Analysis of the selected miRs
We observed in all the miRs selected and analyzed an important trend of increasing miRs expression levels in the AD and AD+DMT2 groups. However, these data were not significant for miRs 155 and 122. Several circulating miRNAs showed significant differences across diagnostic and metabolic groups. Among them, miR-92, miR-103, miR-19, and miR-221 demonstrated the greatest ability to discriminate CT from AD, showing consistently higher expression in both AD groups compared to controls. miR-92 exhibited a robust increase in AD regardless of diabetes status, suggesting a strong association with AD pathology per se. miR-103 and miR-19 showed a progressive increase from CT to AD, with the highest levels observed in AD+T2D, indicating sensitivity to combined neurodegenerative and metabolic alterations and supporting its potential as a marker of disease severity. miR-221 also differentiated CT from AD, although with a more moderate effect size. In contrast, miR-32, miR-155, and miR-122 showed greater variability and weaker group separation, limiting their discriminative value. Overall, miR-92, miR-103 and miR-19 emerged as the most promising candidates for distinguishing AD from controls, with miR-103 and miR-19 additionally reflecting increased disease severity associated with the presence of T2D.
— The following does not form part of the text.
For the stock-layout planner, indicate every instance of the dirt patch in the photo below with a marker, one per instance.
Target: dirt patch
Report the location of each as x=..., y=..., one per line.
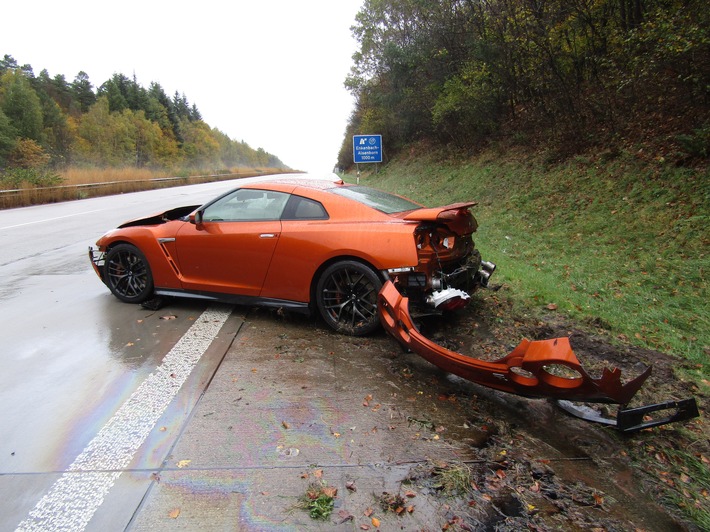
x=537, y=468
We observed that five miRNAs (n = 5) validated in this study show significant differences among the analyzed groups, particularly between Alzheimer’s disease patients and controls. The results obtained here will be further developed and applied in other scientific projects, with the aim of completing all objectives initiated in this study. We highlight that a project led by the researcher as principal investigator (PI) was recently submitted to the Spanish Ministry in order to advance the findings already observed in this work. In addition, we emphasize that a collaboration has already been established with the Biosensors Group at the Autonomous University of Barcelona, which may also contribute to the continuation and validation of these future findings.